Der Autor nähert sich
dem Themenkomplex über die "Folklore und volkstümliche Musik",
die (neben der Hochkultur und der Kirchenmusik, für die beide Male
wieder das Stichwort Silbermann herhalten muß) wohl die erste Assoziation
bilden, wenn man die Begriffe "Musik" und "Erzgebirge" in Verbindung bringt.
Kaden bewahrt dabei eine kritische Distanz zu alles andere als tiefgründigen
Sendungen wie "Su klingt's bei uns in Arzgebirg'", arbeitete statt dessen
jahrzehntelang in Archiven und förderte fundierte Erkenntnisse zutage,
die er in akkurater, aber angenehm lesbarer Schreibe an den Leser bringt.

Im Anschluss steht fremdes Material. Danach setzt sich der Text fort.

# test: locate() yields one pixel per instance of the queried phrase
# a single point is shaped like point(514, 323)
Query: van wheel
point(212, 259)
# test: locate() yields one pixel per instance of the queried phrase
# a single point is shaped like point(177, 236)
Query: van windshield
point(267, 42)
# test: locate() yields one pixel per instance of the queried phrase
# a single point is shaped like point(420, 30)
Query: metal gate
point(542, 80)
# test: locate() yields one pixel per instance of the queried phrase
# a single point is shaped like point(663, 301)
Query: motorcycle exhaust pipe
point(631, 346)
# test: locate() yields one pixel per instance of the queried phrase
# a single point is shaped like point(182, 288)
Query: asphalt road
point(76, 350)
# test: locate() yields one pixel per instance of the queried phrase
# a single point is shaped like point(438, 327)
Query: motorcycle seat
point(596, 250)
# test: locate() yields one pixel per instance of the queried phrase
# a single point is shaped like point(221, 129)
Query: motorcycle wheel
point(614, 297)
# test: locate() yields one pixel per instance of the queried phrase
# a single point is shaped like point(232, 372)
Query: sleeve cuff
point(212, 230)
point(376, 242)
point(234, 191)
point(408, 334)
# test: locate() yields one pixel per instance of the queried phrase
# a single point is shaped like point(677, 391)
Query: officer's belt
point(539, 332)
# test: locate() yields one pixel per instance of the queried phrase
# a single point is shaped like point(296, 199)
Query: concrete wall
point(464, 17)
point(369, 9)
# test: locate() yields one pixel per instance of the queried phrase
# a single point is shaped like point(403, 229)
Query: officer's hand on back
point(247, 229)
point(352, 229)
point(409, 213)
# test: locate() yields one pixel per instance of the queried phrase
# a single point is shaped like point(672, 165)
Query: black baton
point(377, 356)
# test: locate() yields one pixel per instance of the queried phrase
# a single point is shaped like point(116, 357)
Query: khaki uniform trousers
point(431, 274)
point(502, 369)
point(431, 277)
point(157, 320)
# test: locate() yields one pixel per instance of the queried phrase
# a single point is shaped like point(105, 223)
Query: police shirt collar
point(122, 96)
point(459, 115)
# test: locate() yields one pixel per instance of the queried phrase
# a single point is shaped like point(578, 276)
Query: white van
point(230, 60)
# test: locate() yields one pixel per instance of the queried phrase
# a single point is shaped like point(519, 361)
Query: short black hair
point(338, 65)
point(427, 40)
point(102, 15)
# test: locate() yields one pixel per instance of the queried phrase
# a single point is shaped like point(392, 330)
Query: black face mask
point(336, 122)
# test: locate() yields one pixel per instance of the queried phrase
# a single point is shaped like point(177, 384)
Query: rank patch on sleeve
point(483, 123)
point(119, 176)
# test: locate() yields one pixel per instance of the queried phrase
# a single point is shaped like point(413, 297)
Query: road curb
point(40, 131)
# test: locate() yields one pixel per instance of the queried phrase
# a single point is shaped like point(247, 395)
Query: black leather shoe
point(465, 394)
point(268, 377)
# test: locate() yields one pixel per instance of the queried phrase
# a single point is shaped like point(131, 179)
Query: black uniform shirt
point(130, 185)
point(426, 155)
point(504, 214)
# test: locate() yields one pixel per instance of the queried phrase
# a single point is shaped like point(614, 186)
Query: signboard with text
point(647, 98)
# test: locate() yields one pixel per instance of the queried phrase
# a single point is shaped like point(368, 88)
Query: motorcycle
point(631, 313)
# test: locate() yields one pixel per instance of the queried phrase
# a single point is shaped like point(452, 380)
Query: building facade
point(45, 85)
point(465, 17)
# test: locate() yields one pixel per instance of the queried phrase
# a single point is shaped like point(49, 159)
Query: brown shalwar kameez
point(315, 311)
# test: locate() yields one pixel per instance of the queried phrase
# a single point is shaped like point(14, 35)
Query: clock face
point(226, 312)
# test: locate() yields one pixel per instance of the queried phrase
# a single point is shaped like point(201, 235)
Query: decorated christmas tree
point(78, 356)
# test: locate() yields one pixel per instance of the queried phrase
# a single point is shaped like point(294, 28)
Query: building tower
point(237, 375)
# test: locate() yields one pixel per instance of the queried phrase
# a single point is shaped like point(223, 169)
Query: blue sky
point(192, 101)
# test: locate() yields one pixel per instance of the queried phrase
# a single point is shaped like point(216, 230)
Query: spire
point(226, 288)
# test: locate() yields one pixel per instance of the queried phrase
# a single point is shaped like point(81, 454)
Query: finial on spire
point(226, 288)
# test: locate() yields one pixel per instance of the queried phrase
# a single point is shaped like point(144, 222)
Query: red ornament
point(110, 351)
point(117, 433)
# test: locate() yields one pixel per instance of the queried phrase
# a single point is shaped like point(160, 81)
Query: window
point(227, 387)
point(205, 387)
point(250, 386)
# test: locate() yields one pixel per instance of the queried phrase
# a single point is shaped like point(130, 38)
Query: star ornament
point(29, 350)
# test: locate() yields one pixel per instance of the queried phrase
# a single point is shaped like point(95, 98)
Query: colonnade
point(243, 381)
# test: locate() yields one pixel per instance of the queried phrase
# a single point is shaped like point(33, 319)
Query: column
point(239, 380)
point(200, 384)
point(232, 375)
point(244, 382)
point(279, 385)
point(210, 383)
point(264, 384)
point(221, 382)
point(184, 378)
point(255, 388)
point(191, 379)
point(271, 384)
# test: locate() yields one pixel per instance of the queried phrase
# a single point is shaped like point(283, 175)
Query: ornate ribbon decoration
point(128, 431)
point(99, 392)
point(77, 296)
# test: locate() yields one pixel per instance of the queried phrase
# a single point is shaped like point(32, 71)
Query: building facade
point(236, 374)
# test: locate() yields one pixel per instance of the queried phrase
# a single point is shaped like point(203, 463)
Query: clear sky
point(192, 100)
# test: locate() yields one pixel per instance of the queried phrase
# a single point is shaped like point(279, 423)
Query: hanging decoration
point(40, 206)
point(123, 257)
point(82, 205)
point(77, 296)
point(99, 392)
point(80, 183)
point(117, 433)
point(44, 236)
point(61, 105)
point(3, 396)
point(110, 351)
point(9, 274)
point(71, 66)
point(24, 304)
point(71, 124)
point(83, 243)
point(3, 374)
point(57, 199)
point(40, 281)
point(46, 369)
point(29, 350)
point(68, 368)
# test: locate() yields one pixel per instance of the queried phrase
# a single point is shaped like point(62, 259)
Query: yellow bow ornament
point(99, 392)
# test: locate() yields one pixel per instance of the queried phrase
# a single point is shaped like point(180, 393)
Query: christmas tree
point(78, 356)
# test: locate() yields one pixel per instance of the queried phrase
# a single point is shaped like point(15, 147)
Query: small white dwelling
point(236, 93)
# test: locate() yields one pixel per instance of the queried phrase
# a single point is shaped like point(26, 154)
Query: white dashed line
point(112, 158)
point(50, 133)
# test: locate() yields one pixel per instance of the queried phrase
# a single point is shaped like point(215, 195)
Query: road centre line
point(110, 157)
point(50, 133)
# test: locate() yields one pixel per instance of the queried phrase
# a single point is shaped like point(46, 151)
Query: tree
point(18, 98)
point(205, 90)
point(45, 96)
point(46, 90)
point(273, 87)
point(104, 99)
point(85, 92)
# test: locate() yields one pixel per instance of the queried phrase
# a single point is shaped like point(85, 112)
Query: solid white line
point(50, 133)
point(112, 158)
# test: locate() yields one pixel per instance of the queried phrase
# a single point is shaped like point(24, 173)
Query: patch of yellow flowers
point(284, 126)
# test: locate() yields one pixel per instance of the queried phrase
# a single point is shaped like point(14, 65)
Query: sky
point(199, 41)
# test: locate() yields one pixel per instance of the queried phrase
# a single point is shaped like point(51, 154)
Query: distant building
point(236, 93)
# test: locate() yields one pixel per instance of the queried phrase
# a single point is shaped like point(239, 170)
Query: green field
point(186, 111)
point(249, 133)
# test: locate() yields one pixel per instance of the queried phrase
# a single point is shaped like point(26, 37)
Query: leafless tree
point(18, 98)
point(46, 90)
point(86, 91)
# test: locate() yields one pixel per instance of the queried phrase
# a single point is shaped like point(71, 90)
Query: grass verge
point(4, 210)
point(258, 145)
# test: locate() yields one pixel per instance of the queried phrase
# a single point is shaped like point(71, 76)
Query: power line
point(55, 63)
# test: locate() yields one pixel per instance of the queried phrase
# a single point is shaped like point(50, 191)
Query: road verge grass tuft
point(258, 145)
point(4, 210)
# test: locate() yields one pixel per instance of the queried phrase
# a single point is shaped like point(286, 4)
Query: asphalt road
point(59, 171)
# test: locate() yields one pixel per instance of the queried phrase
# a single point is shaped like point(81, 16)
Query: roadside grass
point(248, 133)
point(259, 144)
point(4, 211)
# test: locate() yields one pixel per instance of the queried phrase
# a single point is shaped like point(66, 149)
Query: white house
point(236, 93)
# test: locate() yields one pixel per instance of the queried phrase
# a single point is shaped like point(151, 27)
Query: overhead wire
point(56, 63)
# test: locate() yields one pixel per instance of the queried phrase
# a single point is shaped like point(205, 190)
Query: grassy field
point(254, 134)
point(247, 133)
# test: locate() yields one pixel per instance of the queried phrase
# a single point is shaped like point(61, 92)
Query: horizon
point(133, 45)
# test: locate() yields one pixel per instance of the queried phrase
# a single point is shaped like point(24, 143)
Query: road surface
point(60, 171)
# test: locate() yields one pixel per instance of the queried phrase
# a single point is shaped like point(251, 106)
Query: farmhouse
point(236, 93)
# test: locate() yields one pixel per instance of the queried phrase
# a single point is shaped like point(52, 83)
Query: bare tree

In besagtem Folklorekapitel geht's dabei um die ganz frühen erzgebirgischen
Weisen, aber auch das spätere Liedschaffen von Koryphäen wie
Anton Günther oder Erich Lang, das teilweise längst zum puren
Volkslied geworden ist (wer kennt den "Feierobnd" oder das "Raachermannel"
nicht?).
Mit dem bergmännischen
Singen und Musizieren befaßt sich das nächste Kapitel, bevor
Kaden zur frühen Kirchenmusik (mit Kurrenden und Kantoreien) übergeht.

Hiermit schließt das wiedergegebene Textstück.